Cuando llegamos a Barcelona, sea cual sea el medio de
transporte que hemos utilizado, las sensaciones de exaltación, libertad, respeto, ganas, nerviosismo por ver lo que se
te presenta... nos acechan, y teniendo en cuanta que nosotros la frecuentamos.
Poniéndonos en "la piel"
de la protagonista, teniendo en cuenta que llegó de noche y era la primera vez
que pisaba el suelo de la capital catalana, las sensaciones tendrían que ser distintas, aunque no es el caso. Esto demuestra
que nuestra protagonista es diferente al
resto, y tiene una personalidad propia: "No estaba asustada, me parecía una aventura
agradable y excitante" "Con una sonrisa de asombro miraba la Estación
de Francia".
Por lo tanto, Andrea llega llena de ilusión, con ganas de aprender y ver, entusiasmada por la situación... hasta que llega a vislumbrar la fila de balcones de la
casa de la calle Aribau.
Aquí el cúmulo de sensaciones va a cambiar completamente en el
momento que pise la escalera que lleva a al piso. Al subir la escalera, Andrea
cambiará su excitación por extrañeza, y al llegar al piso
empezará la pesadilla durante un año.
Realmente me causó verdadero impacto el papel
que tiene Andrea en la obra. No solo me desagradaron sus familiares y sus
actitudes, sino cómo lo vive, cómo lo siente. Me he preguntado en más de una ocasión por qué alguien tiene que pasar por su situación.

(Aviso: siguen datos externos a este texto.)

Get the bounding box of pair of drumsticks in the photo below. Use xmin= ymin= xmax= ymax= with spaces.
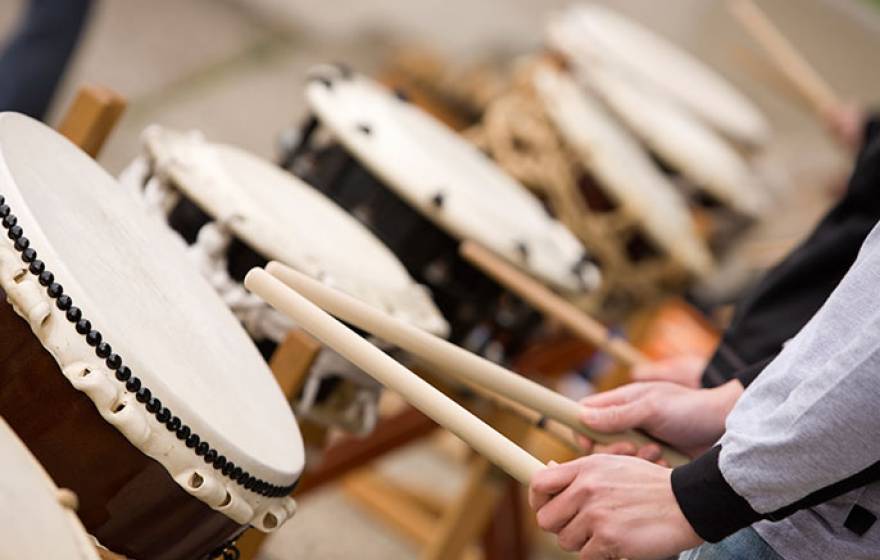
xmin=245 ymin=262 xmax=688 ymax=484
xmin=245 ymin=0 xmax=839 ymax=484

Vayamos al final de la obra. Andrea volverá a repetir la mirada hacia la casa después de bajar las escaleras, y las sensaciones que la acompañan recuerdan a las del inicio, pero son producidas por diferentes
hechos. Veamos el fragmento donde lo explica: "Bajé las escaleras,
despacio. Sentía una viva emoción.
Recordaba la simple esperanza, el anhelo de vida con que las había
subido por primera vez." Andrea recuerda el día que pisó por primera vez aquellas
escaleras con cierta sensación de ironía y nostalgia.
Me gustaría poder comentar un fragmento
que marca el final de la obra: "Me marchaba ahora sin haber conocido nada
de lo que confusamente esperaba: la vida en su plenitud, la alegría, el interés profundo, el amor. De la
casa de la calle Aribau no me llevaba nada. Al menos, así creía yo entonces."
 |
| Nada |
Es un sentimiento muy intenso y de impotencia el que me
produce leer estas cuatro líneas perfectamente escritas y
sin excedentes. La palabra "nada" marca el centro, da la totalidad
importancia al fragmento.
Yo no creo que Andrea se fuese con una sensación de no llevarse nada, porqué cada una de las vivencias,
comidas, personas, clases, exámenes, lugares, olores que ha
vivido, sentido, oído con cada uno de los
sentidos, puede considerarse "algo".
Quizá Carmen Laforet no quería referirse al sentido íntegro de la palabra, porqué nada es un sentimiento muy duro, una sensación de vacío, es mucho en nada.
Quizá no se llevó nada de lo que esperaba el primer día que llegó, quizá nada de lo que le gustaría haber vivido, nada de lo que
quiera acordarse en un futuro, pero nada de nada es mucho demasiado, implica
mucho.
Aquí quiero hacer referencia al
romance de Juan Ramón Jiménez que da comienzo a la obra. Es tal el sentimiento que me
produce que no quiero pasarlo por alto:
"A veces un
gusto amargo,
Un olor malo,
una rara
Luz, un tono
desagradable,
Un contacto que
desgana,
Como realidades
fijas
Nuestros
sentidos alcanzan
Y nos parece que
son
La verdad no
sospechada."
En estos ocho versos hallamos el lema de la obra. Referente
a lo anterior, Juan Ramón explica o quiere dar lugar a
entender que esas pequeñas cosas que a veces no tienen
sentido alguno para ciertas personas, pueden significar mucho y traer recuerdos
importantes que habías olvidado o simplemente no
dabas importancia.
Creo que esto es lo que le sucedería a Andrea (hablando como si existiera...) cuando un olor
le recordara a las comidas de Antonia, un grito a las peleas entre Juan y
Gloria, un gusto a los cigarrillos de Román o una simple sonrisa a la
alegría y vitalidad de Ena.
Creo que Andrea se lleva consigo mucho más que nada.